Although high-dose epinephrine during CPR improves coronary perfusion pressure (CoPP) and rate of return of spontaneous circulation (ROSC) in some models, its impact on long term outcome (> or = 72 h) has not been evaluated. Previous studies of sodium bicarbonate (NaHCO3) therapy during CPR indicate that beneficial effects may be dependent on epinephrine (EPI) dose. We hypothesized that EPI and NaHCO3 given during CPR have a significant impact on long term outcome. One hundred male Sprague-Dawley rats were prospectively studied in a block randomized placebo controlled trial. Rats were anesthetized, paralyzed, mechanically ventilated, instrumented, and each underwent 10 min of asphyxia, resulting in 6.8 +/- 0.4 min of circulatory arrest. Resuscitation was performed by mechanical ventilation and manual external chest compressions. EPI 0.0 (placebo), 0.01, 0.1, or 1.0 mg/kg IV was given at the onset of CPR, followed by NaHCO3 0.0 (placebo) or 1.0 mEq/kg IV. Successfully resuscitated rats were monitored and ventilated for 1 h without hemodynamic support. Neurologic deficit scores (NDS), cerebral histopathologic damage scores (CHDS) and myocardial histopathologic damage scores (MHDS) were determined in rats that survived 72 h. EPI improved CoPP and ROSC in a dose-dependent manner up to 0.1 mg/kg. Rats receiving EPI 0.1 and 1.0 mg/kg during CPR exhibited prolonged post-ROSC hypertension and metabolic acidemia, increased A-a O2 gradient, and an increased incidence of post-ROSC ventricular tachycardia or fibrillation. Overall survival was lower with EPI 0.1 and 1.0 mg/kg compared to 0.01 mg/kg. Although NDS was significantly less with EPI 0.1 mg/kg compared to placebo, there was no difference in CHDS between groups. In contrast, MDS was significantly higher with EPI 0.1 mg/kg compared to placebo or EPI 0.01 mg/kg. There was an overall trend toward improved survival at 72 h in rats that received NaHCO3 which was most evident in the EPI 0.1 mg/kg group. We conclude that (1) EPI during CPR has a biphasic dose/response curve in terms of survival, when post-resuscitation effects are left untreated and (2) NaHCO3 doses greater than 1.0 mEq/kg may be necessary to treat the side-effects of high-dose EPI. Further work is needed to determine if treating the immediate post-resuscitation effects of high-dose EPI can prevent detrimental effects on long-term outcome.

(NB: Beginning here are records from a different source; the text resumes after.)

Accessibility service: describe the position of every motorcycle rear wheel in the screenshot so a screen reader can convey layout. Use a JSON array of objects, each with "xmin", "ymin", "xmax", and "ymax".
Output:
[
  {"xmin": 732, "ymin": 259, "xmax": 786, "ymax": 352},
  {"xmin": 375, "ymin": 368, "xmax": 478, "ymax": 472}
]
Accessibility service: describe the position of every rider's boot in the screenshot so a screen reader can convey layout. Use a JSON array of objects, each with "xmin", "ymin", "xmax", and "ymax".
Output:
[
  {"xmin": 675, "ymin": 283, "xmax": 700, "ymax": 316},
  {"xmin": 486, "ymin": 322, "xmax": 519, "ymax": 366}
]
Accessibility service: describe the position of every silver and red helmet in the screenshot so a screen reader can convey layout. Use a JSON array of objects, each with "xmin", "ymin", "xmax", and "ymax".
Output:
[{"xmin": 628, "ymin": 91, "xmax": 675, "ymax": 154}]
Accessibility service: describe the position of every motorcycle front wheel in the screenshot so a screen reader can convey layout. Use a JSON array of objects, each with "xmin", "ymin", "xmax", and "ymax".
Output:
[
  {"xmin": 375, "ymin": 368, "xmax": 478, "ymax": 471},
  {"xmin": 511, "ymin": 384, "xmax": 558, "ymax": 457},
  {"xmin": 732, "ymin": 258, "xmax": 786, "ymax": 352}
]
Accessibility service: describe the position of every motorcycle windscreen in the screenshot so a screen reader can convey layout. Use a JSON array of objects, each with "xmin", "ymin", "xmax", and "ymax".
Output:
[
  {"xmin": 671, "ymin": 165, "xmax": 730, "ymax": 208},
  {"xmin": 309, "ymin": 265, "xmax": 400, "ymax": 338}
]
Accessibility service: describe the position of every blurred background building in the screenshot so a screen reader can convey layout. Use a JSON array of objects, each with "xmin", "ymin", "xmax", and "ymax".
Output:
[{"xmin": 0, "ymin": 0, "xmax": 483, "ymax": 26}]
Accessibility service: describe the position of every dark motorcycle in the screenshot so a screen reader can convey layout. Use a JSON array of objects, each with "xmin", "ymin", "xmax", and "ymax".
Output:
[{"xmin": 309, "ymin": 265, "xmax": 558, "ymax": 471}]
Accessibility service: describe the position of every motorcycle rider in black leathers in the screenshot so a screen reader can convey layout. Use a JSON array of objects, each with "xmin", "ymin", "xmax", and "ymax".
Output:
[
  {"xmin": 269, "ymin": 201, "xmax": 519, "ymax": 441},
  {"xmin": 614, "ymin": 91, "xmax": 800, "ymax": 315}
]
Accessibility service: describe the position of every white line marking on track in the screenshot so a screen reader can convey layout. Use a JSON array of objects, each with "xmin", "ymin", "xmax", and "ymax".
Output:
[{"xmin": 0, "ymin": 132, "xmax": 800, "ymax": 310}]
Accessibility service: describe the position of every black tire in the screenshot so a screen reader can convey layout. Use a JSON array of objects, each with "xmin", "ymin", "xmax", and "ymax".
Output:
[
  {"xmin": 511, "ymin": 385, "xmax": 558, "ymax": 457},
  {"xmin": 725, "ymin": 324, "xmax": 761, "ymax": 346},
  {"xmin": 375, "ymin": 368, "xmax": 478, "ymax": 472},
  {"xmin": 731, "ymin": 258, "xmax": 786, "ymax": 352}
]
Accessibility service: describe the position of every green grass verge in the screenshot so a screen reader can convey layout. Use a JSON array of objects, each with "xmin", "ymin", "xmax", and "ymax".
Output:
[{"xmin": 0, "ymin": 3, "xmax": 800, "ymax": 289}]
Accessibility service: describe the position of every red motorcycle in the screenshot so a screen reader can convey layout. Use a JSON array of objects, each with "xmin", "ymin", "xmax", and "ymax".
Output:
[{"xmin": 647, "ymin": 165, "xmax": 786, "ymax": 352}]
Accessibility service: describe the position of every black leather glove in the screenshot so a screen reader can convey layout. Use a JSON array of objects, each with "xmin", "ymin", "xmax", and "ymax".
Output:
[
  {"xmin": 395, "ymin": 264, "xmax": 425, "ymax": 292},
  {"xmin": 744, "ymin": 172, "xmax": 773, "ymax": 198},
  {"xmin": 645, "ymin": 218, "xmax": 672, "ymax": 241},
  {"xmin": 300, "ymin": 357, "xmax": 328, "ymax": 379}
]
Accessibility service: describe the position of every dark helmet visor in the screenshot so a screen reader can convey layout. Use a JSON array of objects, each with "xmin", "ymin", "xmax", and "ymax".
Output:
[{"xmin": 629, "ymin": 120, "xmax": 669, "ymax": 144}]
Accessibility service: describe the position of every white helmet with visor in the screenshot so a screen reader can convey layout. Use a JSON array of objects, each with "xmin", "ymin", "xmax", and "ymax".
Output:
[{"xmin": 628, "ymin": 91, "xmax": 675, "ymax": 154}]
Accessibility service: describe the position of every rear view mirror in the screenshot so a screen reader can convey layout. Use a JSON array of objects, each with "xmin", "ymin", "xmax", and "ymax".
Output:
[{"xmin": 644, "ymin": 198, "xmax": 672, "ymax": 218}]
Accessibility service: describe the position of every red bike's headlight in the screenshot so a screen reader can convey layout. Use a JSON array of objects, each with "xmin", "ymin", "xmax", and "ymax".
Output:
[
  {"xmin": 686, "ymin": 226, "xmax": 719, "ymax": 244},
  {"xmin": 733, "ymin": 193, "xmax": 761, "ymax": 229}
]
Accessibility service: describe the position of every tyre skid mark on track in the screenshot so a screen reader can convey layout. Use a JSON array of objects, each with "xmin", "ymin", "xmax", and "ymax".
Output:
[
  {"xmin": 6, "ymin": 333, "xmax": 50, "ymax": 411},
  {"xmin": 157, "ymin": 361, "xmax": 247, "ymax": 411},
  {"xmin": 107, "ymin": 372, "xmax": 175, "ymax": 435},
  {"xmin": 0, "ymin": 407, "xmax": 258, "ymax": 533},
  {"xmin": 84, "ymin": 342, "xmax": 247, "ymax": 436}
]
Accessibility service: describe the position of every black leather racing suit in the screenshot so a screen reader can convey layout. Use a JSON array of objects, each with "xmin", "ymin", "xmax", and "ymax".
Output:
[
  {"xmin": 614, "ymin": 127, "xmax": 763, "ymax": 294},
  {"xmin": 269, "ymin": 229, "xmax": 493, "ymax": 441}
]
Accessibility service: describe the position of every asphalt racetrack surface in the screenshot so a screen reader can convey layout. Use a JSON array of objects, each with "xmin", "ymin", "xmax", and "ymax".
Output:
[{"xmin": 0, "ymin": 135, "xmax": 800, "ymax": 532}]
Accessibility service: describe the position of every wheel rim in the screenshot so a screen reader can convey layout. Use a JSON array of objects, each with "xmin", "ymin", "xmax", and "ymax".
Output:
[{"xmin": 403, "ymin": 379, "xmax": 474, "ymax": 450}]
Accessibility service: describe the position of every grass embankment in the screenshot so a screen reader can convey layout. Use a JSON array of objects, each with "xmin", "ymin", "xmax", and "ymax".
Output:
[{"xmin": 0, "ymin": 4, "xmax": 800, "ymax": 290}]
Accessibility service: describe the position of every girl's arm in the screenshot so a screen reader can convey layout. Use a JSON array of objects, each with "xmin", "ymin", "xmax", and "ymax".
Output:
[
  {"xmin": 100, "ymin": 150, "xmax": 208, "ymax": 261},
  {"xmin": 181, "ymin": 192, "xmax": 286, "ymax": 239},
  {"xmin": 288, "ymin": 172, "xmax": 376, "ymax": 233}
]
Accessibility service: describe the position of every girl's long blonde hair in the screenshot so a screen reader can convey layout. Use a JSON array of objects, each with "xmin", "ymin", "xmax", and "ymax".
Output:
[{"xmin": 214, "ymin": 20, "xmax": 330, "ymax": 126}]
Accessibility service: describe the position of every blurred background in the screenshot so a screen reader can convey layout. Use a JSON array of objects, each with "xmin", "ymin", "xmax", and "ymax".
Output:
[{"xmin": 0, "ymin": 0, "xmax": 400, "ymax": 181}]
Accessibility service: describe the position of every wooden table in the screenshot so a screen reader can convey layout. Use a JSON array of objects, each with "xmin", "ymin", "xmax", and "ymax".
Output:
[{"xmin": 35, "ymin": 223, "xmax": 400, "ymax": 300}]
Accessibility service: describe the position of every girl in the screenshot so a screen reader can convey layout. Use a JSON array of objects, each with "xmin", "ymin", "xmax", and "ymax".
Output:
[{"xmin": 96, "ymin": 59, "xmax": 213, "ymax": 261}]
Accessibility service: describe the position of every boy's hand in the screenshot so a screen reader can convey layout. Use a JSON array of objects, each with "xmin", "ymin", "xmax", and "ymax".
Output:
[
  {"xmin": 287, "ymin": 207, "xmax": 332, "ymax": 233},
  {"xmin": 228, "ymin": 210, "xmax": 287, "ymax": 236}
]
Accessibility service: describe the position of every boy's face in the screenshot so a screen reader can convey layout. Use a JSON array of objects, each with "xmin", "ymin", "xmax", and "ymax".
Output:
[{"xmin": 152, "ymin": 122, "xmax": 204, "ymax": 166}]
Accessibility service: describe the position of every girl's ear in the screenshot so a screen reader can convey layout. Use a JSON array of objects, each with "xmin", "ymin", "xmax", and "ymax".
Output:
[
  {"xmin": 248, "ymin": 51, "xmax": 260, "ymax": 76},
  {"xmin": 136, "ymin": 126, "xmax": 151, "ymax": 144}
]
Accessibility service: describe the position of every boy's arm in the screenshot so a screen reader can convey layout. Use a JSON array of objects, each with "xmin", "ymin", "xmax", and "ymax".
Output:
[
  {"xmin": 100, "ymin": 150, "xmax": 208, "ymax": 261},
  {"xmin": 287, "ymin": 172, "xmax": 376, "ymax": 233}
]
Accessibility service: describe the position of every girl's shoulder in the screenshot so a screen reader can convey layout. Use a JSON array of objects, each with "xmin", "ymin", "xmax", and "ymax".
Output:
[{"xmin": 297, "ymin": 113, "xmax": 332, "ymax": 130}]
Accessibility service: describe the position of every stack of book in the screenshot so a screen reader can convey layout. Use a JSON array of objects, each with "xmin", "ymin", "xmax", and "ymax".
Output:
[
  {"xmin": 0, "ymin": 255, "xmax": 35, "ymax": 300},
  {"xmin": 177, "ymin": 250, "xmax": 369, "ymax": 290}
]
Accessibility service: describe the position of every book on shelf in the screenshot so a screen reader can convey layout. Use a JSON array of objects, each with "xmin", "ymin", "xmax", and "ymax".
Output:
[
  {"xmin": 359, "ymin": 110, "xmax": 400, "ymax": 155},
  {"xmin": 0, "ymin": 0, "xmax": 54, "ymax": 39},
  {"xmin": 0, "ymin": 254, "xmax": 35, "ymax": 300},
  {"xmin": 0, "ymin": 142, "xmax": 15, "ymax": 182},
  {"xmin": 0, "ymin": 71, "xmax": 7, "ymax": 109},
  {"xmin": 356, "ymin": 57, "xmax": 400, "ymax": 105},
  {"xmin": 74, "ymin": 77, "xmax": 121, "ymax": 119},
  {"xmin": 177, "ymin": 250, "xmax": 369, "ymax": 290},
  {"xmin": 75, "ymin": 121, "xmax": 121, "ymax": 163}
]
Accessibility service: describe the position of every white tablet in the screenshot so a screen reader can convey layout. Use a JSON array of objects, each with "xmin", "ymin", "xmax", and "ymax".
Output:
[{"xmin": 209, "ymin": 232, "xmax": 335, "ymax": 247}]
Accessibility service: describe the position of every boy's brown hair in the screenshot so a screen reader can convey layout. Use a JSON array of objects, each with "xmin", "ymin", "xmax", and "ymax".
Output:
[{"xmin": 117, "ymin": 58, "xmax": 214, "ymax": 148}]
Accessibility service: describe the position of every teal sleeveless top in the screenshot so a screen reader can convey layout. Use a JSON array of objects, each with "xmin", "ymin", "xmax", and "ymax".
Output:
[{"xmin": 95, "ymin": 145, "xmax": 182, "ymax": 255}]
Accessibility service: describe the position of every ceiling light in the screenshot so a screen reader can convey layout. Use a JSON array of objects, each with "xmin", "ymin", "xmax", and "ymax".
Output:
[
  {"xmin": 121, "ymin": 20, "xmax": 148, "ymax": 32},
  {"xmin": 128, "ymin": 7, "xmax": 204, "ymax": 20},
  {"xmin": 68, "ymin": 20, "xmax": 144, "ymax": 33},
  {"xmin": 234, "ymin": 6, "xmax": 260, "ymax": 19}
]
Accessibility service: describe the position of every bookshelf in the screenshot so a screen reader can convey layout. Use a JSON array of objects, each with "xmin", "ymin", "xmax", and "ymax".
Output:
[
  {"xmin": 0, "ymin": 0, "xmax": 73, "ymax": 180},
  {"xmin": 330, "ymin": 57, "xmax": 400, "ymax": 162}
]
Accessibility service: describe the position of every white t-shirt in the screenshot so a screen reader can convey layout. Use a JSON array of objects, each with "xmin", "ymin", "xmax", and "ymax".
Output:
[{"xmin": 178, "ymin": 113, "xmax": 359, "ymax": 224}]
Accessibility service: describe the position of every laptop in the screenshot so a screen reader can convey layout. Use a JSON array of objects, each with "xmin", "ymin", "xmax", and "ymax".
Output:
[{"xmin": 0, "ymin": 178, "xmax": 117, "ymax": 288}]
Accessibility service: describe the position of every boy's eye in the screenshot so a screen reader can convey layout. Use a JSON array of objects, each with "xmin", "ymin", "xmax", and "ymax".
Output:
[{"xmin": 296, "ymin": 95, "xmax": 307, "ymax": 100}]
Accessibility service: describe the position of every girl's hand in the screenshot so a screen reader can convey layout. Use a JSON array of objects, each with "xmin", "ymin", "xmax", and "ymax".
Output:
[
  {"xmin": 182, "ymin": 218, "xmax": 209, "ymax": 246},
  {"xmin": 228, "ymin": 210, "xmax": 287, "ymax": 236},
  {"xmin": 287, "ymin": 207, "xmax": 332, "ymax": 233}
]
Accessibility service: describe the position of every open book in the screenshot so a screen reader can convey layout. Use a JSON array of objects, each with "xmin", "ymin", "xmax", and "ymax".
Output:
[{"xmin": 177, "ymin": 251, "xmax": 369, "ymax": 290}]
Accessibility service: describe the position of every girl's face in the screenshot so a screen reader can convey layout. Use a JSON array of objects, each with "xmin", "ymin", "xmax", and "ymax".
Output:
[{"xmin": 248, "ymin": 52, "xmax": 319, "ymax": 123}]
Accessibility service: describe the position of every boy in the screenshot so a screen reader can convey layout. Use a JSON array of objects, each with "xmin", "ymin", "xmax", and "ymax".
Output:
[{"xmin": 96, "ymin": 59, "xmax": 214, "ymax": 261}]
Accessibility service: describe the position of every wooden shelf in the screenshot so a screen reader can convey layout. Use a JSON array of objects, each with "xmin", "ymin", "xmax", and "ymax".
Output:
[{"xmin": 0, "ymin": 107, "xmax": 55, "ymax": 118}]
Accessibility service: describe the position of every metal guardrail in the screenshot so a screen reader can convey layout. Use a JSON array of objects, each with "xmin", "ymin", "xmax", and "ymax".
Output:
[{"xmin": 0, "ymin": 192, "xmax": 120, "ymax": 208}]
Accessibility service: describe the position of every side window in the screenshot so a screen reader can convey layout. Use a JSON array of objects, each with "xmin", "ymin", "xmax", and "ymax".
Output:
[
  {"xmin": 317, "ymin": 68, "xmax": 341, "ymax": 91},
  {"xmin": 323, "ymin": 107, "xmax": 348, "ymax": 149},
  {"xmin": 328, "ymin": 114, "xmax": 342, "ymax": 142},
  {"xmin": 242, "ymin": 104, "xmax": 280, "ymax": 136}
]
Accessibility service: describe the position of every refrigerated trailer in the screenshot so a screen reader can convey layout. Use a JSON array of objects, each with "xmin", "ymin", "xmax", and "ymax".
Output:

尽管在某些模型中,心肺复苏期间使用大剂量肾上腺素可提高冠状动脉灌注压(CoPP)和自主循环恢复率(ROSC),但其对长期预后(≥72小时)的影响尚未得到评估。先前关于心肺复苏期间碳酸氢钠(NaHCO3)治疗的研究表明,有益效果可能取决于肾上腺素(EPI)剂量。我们假设心肺复苏期间给予EPI和NaHCO3对长期预后有显著影响。在一项整群随机安慰剂对照试验中,对100只雄性Sprague-Dawley大鼠进行了前瞻性研究。大鼠麻醉、麻痹、机械通气、插管,每只大鼠经历10分钟窒息,导致6.8±0.4分钟的循环骤停。通过机械通气和手动胸外按压进行复苏。在心肺复苏开始时静脉注射EPI 0.0(安慰剂)、0.01、0.1或1.0mg/kg,随后静脉注射NaHCO3 0.0(安慰剂)或1.0mEq/kg。成功复苏的大鼠在无血流动力学支持的情况下监测和通气1小时。对存活72小时的大鼠测定神经功能缺损评分(NDS)、脑组织病理损伤评分(CHDS)和心肌组织病理损伤评分(MHDS)。EPI以剂量依赖方式提高CoPP和ROSC,最高可达0.1mg/kg。心肺复苏期间接受EPI 0.1和1.0mg/kg的大鼠复苏后出现高血压和代谢性酸中毒持续时间延长、肺泡-动脉血氧分压差(A-a O2)增加,复苏后室性心动过速或颤动发生率增加。与0.01mg/kg相比,EPI 0.1和1.0mg/kg组的总体生存率较低。尽管与安慰剂相比,EPI 0.1mg/kg组的NDS显著降低,但各组之间的CHDS没有差异。相比之下,与安慰剂或EPI 0.01mg/kg相比,EPI 0.1mg/kg组的MDS显著更高。接受NaHCO3的大鼠在72小时时总体生存有改善趋势,这在EPI 0.1mg/kg组最为明显。我们得出结论:(1)在不治疗复苏后效应的情况下,心肺复苏期间的EPI在生存方面具有双相剂量/反应曲线;(2)可能需要大于1.0mEq/kg的NaHCO3剂量来治疗大剂量EPI的副作用。需要进一步研究以确定治疗大剂量EPI的复苏后即时效应是否能预防对长期预后的有害影响。